Demokratik Bölgeler Partisi’nin (DBP) bugün “Şimdi Ulusal Birlik Ve Özgürlüğü Sağlama Zamanı” şiarıyla Van’da yapmak istediği basın açıklamasına polis saldırdı.
Kürt ulusal birliğine dair yapılacak açıklama için DTK Eşbaşkanı Bedran Öztürk, DBP Eş Genel Başkanları Saliha Aydeniz ve Keskin Bayındır ile çok sayıda HDP’li milletvekili açıklama için Feqiyê Teyran Parkı’na geldi.
Polisin onlarca zırhlı araçla ablukaya aldığı parkta giriş çıkışlar da kapatıldı. Bunun üzerine açıklamaya gelen halk çevre sokaklarda toplanmaya başladı. Ve yüzlerce kişi "Kürdistan Faşizme Mezar Olacak", "Bê Serok Jiyan Nabe", "Bijî Yekitî" ve "Baskılar Bizi Yıldıramaz" sloganları attı. Her geçen dakika daha da kalabalıklaşan kitle ile polisler arasında gerginlik yaşandı.

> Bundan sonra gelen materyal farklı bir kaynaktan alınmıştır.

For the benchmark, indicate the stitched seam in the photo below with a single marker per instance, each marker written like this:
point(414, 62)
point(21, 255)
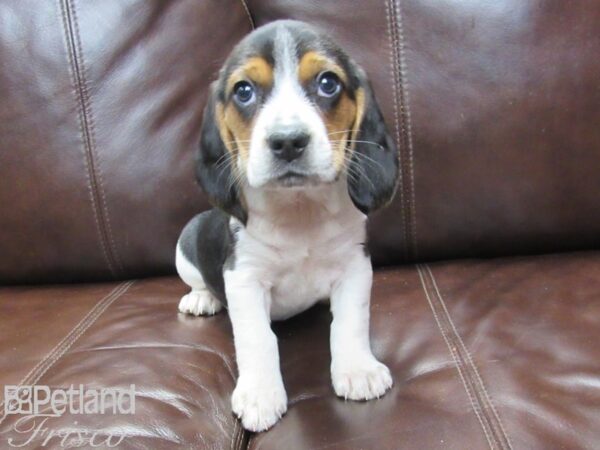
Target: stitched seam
point(411, 210)
point(247, 9)
point(457, 360)
point(392, 42)
point(63, 346)
point(92, 132)
point(500, 431)
point(87, 129)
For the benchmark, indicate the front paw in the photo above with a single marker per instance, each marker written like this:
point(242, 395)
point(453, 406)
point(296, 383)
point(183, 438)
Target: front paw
point(259, 404)
point(200, 303)
point(360, 378)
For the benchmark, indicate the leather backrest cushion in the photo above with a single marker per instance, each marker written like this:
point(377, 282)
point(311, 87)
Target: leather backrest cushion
point(495, 107)
point(101, 105)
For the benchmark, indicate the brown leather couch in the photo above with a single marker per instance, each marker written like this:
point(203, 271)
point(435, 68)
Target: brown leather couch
point(495, 107)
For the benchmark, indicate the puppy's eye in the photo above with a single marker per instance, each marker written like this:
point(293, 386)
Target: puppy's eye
point(329, 84)
point(244, 92)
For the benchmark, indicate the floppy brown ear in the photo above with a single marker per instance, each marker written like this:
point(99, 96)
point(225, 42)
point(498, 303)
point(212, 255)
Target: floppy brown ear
point(214, 163)
point(373, 170)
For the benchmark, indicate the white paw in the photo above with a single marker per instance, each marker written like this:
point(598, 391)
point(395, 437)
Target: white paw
point(259, 405)
point(199, 303)
point(360, 379)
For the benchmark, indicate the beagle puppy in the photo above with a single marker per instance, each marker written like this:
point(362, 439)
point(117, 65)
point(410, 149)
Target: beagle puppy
point(294, 154)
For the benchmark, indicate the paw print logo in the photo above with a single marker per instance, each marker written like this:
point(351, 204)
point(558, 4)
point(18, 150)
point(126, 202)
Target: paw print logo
point(18, 400)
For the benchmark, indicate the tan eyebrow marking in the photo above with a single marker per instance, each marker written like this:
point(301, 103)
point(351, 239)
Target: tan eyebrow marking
point(255, 69)
point(312, 63)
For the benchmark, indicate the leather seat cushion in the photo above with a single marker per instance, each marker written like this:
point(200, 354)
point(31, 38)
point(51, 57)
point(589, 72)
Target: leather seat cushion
point(489, 354)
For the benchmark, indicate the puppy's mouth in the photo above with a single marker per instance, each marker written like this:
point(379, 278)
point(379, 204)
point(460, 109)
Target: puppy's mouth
point(293, 178)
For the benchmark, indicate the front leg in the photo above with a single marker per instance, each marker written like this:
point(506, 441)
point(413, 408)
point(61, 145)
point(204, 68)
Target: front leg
point(355, 373)
point(259, 398)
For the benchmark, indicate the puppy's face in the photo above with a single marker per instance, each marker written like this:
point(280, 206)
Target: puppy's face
point(291, 109)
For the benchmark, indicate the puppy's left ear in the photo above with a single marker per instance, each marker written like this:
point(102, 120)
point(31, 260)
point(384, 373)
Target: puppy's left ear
point(373, 166)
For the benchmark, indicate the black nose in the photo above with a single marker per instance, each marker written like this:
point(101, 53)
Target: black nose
point(288, 144)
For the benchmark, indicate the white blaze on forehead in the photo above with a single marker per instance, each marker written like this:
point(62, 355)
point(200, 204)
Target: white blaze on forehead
point(285, 55)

Ardından HDP'liler, binlerce kişiyle partinin İpekyolu İlçe Örgütü binasına doğru yürüyüşe geçti.
Sloganlar eşliğinde yürüyen kitleye, polis Beşyol'da gaz bombası ve tazyikli suyla saldırdı. Kitle sloganlarla karşılık verdi ve parti binası önüne geçti. Burada yapıldı basın açıklaması ve konuşmalar.

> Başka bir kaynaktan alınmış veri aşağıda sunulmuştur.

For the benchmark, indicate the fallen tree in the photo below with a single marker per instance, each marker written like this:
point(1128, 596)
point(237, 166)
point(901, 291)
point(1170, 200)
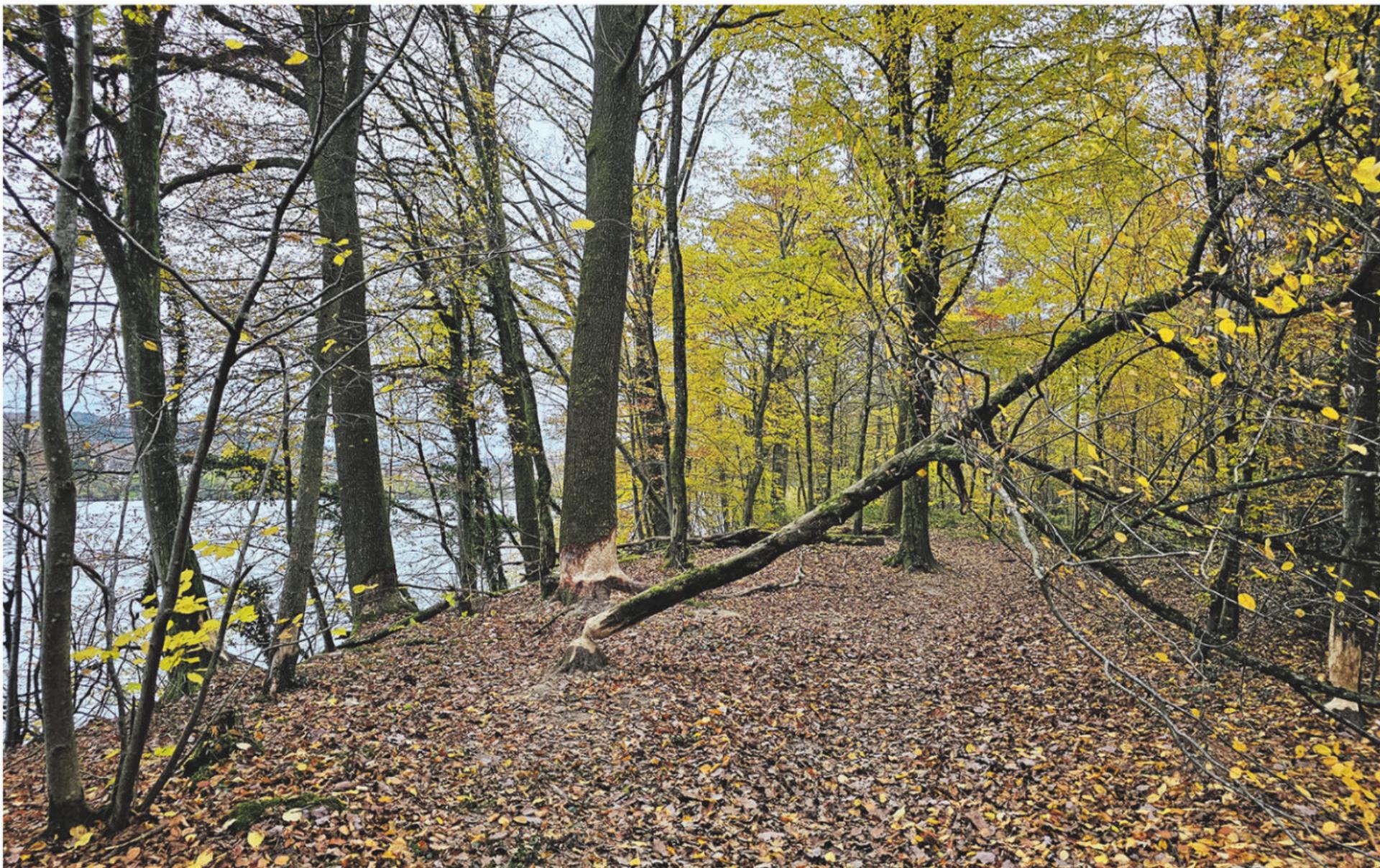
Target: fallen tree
point(949, 445)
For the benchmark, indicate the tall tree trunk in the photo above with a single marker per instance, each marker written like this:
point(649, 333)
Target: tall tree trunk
point(138, 283)
point(14, 595)
point(334, 83)
point(860, 458)
point(532, 472)
point(678, 551)
point(589, 520)
point(808, 476)
point(918, 210)
point(297, 580)
point(67, 802)
point(649, 407)
point(1361, 496)
point(760, 399)
point(152, 405)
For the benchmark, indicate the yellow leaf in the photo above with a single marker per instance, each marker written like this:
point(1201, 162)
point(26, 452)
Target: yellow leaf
point(1365, 173)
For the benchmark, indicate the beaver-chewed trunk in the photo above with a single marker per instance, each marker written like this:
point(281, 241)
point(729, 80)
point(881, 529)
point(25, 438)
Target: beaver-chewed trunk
point(591, 572)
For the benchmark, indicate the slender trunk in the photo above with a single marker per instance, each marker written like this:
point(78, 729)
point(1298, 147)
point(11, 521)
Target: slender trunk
point(297, 580)
point(14, 595)
point(532, 472)
point(67, 802)
point(760, 398)
point(678, 553)
point(589, 522)
point(1361, 493)
point(860, 458)
point(152, 405)
point(334, 82)
point(808, 478)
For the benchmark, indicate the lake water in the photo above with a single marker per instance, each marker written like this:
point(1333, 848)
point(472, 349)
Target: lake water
point(112, 537)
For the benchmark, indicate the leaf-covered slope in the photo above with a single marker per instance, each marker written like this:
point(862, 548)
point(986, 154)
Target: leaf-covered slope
point(862, 716)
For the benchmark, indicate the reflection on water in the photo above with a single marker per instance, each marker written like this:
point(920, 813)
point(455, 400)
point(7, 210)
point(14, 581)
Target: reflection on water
point(112, 537)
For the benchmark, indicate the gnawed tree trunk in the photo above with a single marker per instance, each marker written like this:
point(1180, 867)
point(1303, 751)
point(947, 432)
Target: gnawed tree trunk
point(67, 802)
point(333, 83)
point(584, 653)
point(1361, 496)
point(589, 518)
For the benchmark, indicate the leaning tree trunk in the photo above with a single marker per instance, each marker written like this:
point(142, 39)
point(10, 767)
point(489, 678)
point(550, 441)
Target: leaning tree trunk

Ortak metnin Kürtçesini DTK Eşbaşkanı Bedran Öztürk, Türkçesini ise DBP Eş Genel Başkanı Saliha Aydeniz okudu. Açıklamada Kürdistan’ın 4 parçaya bölünerek Kürt halkının varlığının inkar edildiği, ancak tüm katliamlara, tenkil, tedip ve tehcire rağmen ne varlığından ne de mücadelesinden asla vazgeçmediği söylendi.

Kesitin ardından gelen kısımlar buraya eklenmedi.